Howe entered the navy in 1740, saw much active service, especially in North America, and was rapidly promoted. By the death of his elder brother, on July 6, 1758, he became Viscount Howe—an Irish peerage. In 1762 he was elected member of Parliament for Dartmouth. During 1763 and 1765 he was a member of the Admiralty board and from 1765 to 1770 was treasurer of the navy. In 1770 he was promoted rear admiral and in 1775 vice admiral. In 1776 he was appointed to the command of the North American station, where, in his sympathy for the colonists, he tried conciliation. When France declared war and sent a powerful squadron under the Count d’Estaing, Howe was put on the defensive, but he baffled the French admiral at Sandy Hook and defeated his attempt to take Newport in Rhode Island by a fine combination of caution and calculated daring. On the arrival of Adm. John Byron from England with reinforcements, Howe left the station in September, returning to England.

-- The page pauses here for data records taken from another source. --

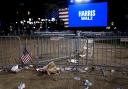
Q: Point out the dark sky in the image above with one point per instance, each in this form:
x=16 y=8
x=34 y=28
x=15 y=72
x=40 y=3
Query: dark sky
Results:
x=9 y=9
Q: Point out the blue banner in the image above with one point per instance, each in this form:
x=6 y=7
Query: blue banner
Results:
x=88 y=15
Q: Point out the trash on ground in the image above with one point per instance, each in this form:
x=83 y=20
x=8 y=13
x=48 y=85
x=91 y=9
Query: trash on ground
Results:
x=21 y=86
x=50 y=68
x=87 y=84
x=72 y=60
x=77 y=78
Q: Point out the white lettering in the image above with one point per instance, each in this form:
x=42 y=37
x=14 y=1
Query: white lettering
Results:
x=87 y=14
x=87 y=18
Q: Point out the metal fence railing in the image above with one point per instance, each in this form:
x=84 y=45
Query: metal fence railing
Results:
x=101 y=51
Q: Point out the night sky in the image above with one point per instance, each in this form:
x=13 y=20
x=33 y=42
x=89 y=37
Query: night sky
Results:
x=11 y=9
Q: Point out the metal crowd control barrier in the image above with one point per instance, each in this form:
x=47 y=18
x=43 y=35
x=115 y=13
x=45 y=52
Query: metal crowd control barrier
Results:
x=109 y=53
x=9 y=50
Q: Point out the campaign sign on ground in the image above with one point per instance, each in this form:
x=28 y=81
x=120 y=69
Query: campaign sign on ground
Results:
x=88 y=15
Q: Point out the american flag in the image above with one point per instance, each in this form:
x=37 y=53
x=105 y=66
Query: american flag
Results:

On the change of ministry in March 1782 he was selected to command in the English Channel, and in the autumn of that year he carried out the difficult operation of the final relief of Gibraltar. The French and Spaniards had in all 46 line-of-battle ships to his 33, and his ships were ill-equipped and ill-manned. But Howe handled his ships well, the enemy was awkward and unenterprising, and the operation was brilliantly successful. From Jan. 28 to April 16, 1783, he was first lord of the Admiralty, and again from December 1783 until August 1788, in William Pitt’s first ministry.
On the outbreak of the French Revolutionary War in 1793 he was again named to the command of the Channel fleet. In 1794 he won the epoch-making victory of the First of June, a victory not excelled by any of his successors in the war, not even by Horatio Nelson, since they had his example to follow and were served by more highly trained squadrons than his. In 1797 he was called on to pacify the mutineers at Spithead, and he showed great influence with the seamen.
In 1782 he was created Viscount Howe of Langar and in 1788 Baron and Earl Howe.